9. We did make an endeavour to call upon the respondents to inform us as
to whether any action had been taken by the department at its end against the
petitioner when he had failed to report for duty after being repatriated by the
CBI on 10.9.1998. However, learned counsel for the respondents has not
been able to throw any light on this aspect and has explained that the records
being old, are no longer available with the department.
10. We are of the opinion that the mitigating circumstances in this case as
noted above, ought to have weighed with the respondents but were not
considered while deciding the punishment inflicted on the petitioner, unlike
the fact position of the decisions relied on by counsel for the respondents. In
the given facts and circumstances, ends of justice would be met if the
impugned order dated 19.8.2003 passed by the Disciplinary Authority and the
order dated 17.1.2004 passed by the Appellate Authority are set aside, limited
to the punishment inflicted on the petitioner and the matter is remanded back
to the Appellate Authority for reconsideration after taking into account the
gravity of the offence, the petitioner's past service records and the meritorious
certificates, if any, awarded to him during his service.
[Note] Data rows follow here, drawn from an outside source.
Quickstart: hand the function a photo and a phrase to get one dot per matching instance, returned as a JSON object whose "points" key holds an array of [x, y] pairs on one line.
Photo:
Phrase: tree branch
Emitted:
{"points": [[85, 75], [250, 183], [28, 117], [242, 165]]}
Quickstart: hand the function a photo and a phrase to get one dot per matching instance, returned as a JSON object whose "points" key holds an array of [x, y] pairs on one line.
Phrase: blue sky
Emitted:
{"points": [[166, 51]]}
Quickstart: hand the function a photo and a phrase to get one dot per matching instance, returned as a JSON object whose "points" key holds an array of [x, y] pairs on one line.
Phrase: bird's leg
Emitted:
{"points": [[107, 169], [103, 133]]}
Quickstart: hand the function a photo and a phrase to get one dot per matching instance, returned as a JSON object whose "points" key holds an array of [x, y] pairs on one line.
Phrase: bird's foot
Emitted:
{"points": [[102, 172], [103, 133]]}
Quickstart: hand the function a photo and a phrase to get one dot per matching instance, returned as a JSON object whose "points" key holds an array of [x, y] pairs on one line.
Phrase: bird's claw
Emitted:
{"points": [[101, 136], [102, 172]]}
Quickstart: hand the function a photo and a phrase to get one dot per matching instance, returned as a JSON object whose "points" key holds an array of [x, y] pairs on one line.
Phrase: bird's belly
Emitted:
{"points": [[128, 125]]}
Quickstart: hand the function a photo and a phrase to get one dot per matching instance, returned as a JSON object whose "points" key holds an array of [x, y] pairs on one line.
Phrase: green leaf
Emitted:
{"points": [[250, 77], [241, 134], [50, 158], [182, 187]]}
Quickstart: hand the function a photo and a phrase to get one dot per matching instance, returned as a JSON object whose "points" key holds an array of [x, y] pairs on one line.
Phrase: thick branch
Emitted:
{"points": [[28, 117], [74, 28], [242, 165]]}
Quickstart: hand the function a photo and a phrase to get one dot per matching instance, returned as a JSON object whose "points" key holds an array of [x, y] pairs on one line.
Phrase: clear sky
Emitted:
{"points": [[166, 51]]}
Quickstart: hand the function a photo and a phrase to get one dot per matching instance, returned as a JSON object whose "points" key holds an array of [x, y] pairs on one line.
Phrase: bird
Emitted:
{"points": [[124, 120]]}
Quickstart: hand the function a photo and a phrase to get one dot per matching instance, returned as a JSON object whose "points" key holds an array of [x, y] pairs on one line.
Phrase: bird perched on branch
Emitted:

Thereafter, fresh orders
shall be passed by the respondents inflicting an appropriate penalty on him,
which would be lesser than dismissal from service as imposed earlier.
Needful shall be done within eight weeks from today, under written
intimation to the petitioner.
11. If the petitioner is aggrieved by the order that may be passed, he shall
be entitled to seek his remedies in accordance with law.
12. The writ petition is disposed of.